In this exercise, you will train and evaluate a very simple neural network.

- You will train a network with a single hidden layer. Your network will have a single output dimension (i.e. K=1).
- Your network should have a tanh activation function at the hidden layer, and identity activation function (i.e. yk = ak) at the output layer. This is exactly the function we used to illustrate the backprop algorithm. In other words, if you directly follow the slides from class (slides 26-30 from slide deck 10), this will be very quick to implement.
- The network will be trained for a regression task, using the Wine Quality dataset from HW1.
- Include one function which computes activations (forward pass), and another function which performs training using backpropagation (and calls the activation-computation function as it iterates). Also use the forward pass function to evaluate your network after training. Call both of these functions from a main function which sets up your train/test splits, trains the neural network, computes predictions on the train/test data, and prints your mean squared error on the training and test sets.
- Initialize your weights to small random numbers (e.g. on a scale of 1e-5).
- Experiment with different values of (1) the number of hidden neurons M; (2) the number of iterations before you terminate training; (3) the learning rate. Show plots in your submission that demonstrate what happens as you vary each of these three factors, while keeping the other two factors the same. You can start with the following values: M = 30; num_iter = 10000; lr = 0.001.

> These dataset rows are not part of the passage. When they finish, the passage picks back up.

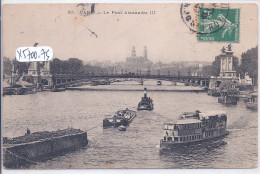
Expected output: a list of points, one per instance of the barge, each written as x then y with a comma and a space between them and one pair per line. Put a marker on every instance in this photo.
31, 147
146, 103
120, 118
228, 97
194, 127
252, 102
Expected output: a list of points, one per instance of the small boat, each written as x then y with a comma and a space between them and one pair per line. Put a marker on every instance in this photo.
252, 102
121, 117
55, 89
146, 103
122, 128
141, 81
193, 127
214, 92
228, 96
94, 83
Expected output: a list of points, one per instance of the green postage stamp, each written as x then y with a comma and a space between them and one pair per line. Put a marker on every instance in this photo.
219, 24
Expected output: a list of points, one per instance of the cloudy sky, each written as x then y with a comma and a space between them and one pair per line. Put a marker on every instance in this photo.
166, 36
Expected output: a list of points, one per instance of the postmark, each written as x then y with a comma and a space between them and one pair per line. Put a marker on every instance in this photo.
219, 25
190, 15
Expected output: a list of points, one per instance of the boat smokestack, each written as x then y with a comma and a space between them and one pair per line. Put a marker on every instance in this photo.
145, 93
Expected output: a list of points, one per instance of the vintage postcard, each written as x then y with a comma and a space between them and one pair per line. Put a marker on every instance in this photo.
130, 86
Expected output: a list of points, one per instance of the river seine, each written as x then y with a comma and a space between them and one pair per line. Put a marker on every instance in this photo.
138, 146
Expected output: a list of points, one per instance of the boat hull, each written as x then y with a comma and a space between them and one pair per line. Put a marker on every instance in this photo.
16, 155
171, 144
251, 106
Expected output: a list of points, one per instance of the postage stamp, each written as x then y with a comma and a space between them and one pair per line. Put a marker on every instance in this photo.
129, 86
219, 25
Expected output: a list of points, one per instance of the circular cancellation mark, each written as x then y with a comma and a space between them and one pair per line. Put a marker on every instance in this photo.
204, 18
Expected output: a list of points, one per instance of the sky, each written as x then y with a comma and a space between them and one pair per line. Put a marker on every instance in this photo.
166, 36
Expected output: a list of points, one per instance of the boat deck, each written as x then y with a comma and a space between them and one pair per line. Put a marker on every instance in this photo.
40, 135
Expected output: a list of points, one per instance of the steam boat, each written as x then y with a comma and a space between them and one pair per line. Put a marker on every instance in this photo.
146, 103
193, 127
120, 118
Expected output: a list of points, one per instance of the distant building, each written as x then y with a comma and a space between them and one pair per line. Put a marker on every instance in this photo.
227, 73
135, 63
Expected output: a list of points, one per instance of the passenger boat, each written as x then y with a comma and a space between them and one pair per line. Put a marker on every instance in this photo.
121, 117
214, 92
193, 127
146, 103
252, 101
94, 83
122, 128
141, 82
228, 97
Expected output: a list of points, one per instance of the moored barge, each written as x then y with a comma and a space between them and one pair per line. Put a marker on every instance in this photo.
36, 146
193, 127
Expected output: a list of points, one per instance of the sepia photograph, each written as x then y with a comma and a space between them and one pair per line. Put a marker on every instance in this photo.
129, 86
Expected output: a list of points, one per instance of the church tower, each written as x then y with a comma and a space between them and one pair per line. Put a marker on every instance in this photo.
145, 52
133, 52
226, 63
33, 69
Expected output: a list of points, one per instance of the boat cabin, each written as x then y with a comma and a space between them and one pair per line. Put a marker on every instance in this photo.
191, 127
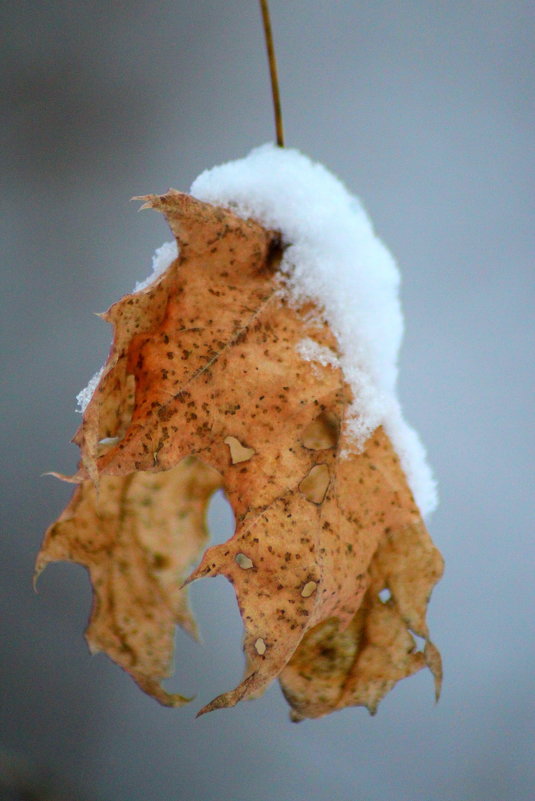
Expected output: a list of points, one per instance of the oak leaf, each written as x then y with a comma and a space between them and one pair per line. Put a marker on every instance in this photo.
205, 386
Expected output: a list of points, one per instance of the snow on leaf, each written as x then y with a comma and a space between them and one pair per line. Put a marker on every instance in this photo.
138, 535
206, 363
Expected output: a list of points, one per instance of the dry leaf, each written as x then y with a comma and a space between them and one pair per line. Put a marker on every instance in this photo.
205, 363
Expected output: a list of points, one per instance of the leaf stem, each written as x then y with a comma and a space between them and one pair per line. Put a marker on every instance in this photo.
273, 72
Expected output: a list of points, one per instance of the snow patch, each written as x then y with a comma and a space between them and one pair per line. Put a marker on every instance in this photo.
163, 257
334, 258
85, 395
312, 351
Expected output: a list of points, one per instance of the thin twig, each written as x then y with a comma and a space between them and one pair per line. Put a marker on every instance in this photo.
273, 72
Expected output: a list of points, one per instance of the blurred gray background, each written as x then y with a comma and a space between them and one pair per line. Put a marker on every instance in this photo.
425, 109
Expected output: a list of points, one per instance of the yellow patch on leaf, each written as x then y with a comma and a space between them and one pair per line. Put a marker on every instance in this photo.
204, 387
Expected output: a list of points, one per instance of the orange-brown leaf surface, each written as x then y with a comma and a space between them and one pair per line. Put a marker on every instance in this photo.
204, 387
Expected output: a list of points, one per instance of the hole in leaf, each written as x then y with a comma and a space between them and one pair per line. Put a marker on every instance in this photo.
322, 433
220, 518
314, 485
238, 452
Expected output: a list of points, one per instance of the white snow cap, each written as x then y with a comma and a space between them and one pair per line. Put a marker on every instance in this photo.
334, 258
163, 257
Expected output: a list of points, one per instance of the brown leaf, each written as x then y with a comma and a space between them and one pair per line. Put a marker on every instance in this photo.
205, 362
138, 535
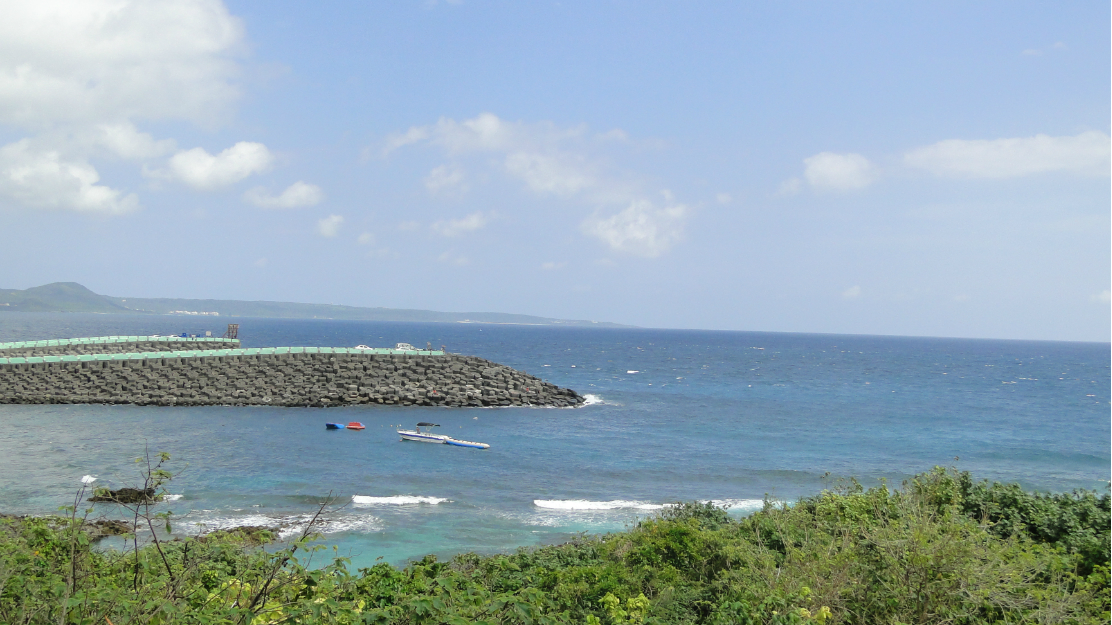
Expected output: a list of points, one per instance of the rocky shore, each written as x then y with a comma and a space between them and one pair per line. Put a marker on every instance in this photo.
279, 379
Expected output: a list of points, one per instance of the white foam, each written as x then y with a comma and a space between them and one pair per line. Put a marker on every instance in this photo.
585, 505
743, 505
592, 399
396, 501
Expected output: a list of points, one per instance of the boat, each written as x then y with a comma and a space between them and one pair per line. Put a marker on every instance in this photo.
470, 444
425, 436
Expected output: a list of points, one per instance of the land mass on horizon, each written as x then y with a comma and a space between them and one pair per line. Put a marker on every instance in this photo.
71, 297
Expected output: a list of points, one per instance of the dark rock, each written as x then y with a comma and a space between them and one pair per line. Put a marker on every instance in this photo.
128, 496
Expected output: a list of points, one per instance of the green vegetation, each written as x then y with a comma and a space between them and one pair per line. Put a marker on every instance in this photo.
942, 549
58, 297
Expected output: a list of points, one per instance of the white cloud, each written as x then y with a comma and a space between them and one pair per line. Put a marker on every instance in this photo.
1040, 51
125, 141
456, 227
445, 178
78, 75
839, 172
296, 196
205, 171
93, 61
641, 229
788, 188
46, 179
1086, 154
549, 174
329, 226
563, 162
453, 258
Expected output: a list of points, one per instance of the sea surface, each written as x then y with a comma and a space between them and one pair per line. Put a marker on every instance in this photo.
674, 415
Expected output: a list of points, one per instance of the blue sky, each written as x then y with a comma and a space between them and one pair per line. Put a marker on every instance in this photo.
933, 169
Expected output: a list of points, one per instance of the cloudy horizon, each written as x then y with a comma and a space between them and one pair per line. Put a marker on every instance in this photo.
925, 170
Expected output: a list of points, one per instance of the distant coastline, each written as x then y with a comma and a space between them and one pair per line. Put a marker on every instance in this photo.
71, 297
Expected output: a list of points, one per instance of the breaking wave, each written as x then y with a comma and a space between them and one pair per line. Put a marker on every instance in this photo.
585, 505
396, 501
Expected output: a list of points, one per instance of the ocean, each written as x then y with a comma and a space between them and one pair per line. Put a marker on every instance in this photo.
673, 416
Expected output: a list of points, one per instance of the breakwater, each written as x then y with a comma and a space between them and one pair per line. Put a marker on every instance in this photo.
112, 345
277, 376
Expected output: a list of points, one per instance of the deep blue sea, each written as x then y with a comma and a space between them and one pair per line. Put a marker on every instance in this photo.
675, 415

In this part, you will compute the output from applying a single set of convolution, non-linearity, and pooling operations, on a toy example. Below are your image (with size N = 9) and your filter (with size F = 3).

- First, show the output of applying convolution. Use no padding, and a stride of 2 (in both the horizontal and vertical directions).
- Second, show the output of applying a Rectified Linear Unit (ReLU) activation.
- Third, show the output of applying max pooling over 2x2 regions.

In this exercise, you will implement the AdaBoost method defined on pages 658-659 in Bishop (Section 14.3).

- Use the Pima dataset from HW2.
- Use decision stumps as your weak classifiers. Each decision stump operates on some feature dimension and uses some threshold over that feature dimension to make positive/negative predictions. For each decision stump, use at least 10 thresholds.
- Include one function which determines the best decision stump (the one with the lowest weighted error) on the training data. Include another function which implements the AdaBoost loop (using decision stumps), and outputs the final set of classifiers and weights (alpha) associated with each. Also include a third function which sets up your train/test splits, calls the AdaBoost loop to train, computes predictions on the train/test data, and prints accuracy on the training and test sets.

- Bishop Exercise 1.3
- Bishop Exercise 1.6
- Bishop Exercise 2.8 (first part only) -- Hint: Transform the right-hand side into the left-hand side.